22.10.09

Depois do fim

Vai, pode ir. Eu fico bem. Aliás, quero que você seja feliz.

Feliz daquela felicidade linear, aquela coisinha cotidiana que dá segurança, mas não dá frio na barriga. Aquela felicidade com cheiro de arroz com feijão.

Quero que essa felicidade consuma seus dias a ponto de não dar tempo de você pensar em mim, sentir saudade, se arrepender.

Só nos dias de chuva. Nestes, naquela hora em que todos os barulhos se silenciam e só dá para ouvir a água na janela, quero que você sinta uma leve melancolia. Não precisa nem pensar em mim, só sentir essa melancolia que deixa a gente em dúvida sobre o que está fazendo da vida, que dá um frio de pensar no presente, uma sensação de que tudo passou rápido demais, e emenda numa vontade de voltar num tempo que na lembrança parece mais quente e aconchegante. E aí sim, só por um momento, você pensar em mim se perguntando “o que será que ela está fazendo agora?”.

Desejo que você passe bem todos os dias. E no dia do meu aniversário, quando escrever a data ao assinar um documento, um cheque, ou quando perguntar para alguém “que dia mesmo é hoje?”, que você se lembre e, antes de continuar sua vidinha, dê um leve sorriso em segredo. E no dia do seu aniversário, quando você estiver introspectivo, pensando em todos os anos acumulados que está comemorando, que você guarde um minutinho para pensar como seria se eu resolvesse mandar uma mensagem desejando um feliz aniversário, se você reconheceria minha voz se eu ligasse para dizer parabéns.

Não quero fazer parte dos grandes momentos da sua vida. Quero os pequenos, os de dúvida. Eu sei, eu falei que não queria que você pensasse em mim, e não quero. Quero que minha imagem não seja uma escolha. Quero que ela apareça inevitavelmente em sua cabeça quando você estiver meio cansado da vida, pensando em como tudo seria se não fosse assim, como você mesmo escolheu. Ou quando você ouvir aquela música, num flashback qualquer.

De vez em quando, quero que alguém faça algum comentário com a minha cara perto de você. Alguma coisa tirada do meu repertório, mesmo que da seção de frases idiotas, e que faça você quase ouvir minha voz. Mas só de vez em quando. E aí você pensaria que seria legal me ter por perto, como amiga, só para conversar de vez em quando.

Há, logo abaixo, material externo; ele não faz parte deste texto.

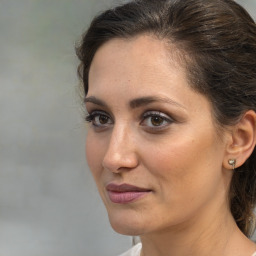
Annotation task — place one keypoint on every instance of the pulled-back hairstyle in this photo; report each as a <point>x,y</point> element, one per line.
<point>218,39</point>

Alguém com lembranças em comum para piadas que ninguém mais entenderia, a quem você pudesse confessar uma ou duas coisas sem medo de julgamento, que não pertencesse ao seu círculo de amizades, mas que estivesse sempre pronta para um café.

Eu quero que você odeie alguma coisa que eu adoro, pelo simples fato de eu gostar dela. Pode ser uma música, um filme, um livro, uma cor, qualquer coisa que eu goste muito e que você saiba, e por isso você odeie. Uma implicância sem sentido, que nem você consegue explicar, e por isso você acaba saindo do sério, perdendo a esportiva quando alguém pergunta por quê. Uma implicância que você até gosta de sentir.

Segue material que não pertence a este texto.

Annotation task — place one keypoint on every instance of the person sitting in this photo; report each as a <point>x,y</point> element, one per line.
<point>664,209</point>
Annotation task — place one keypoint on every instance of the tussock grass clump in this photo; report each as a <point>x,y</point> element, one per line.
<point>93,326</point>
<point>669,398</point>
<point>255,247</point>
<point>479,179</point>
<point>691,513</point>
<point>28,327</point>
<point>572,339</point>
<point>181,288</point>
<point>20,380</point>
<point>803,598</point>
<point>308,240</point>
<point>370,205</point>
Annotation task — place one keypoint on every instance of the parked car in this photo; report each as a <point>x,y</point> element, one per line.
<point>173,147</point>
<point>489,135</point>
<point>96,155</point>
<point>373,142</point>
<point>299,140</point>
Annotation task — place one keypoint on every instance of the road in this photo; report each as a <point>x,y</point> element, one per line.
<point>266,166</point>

Também quero que você ainda tenha guardado algum presente que eu dei, um cartão, uma foto, um bilhete. Alguma coisa que fique no fundo daquela gaveta que você nunca abre, e que você jura que está ali só porque ainda não lembrou de jogar fora, porque você realmente nem lembra do que tem lá dentro da gaveta. Mas que nos raros momentos em que você abre a tal da gaveta e encontra o presente, o bilhete ou a foto, você precise respirar fundo para conseguir lembrar o que estava fazendo.

Quando perguntarem quem é a mulher da sua vida, quero que você nem pense para responder que é ela. Mas que depois de uma resposta tão automática, você se pegue pensando em mim. E só.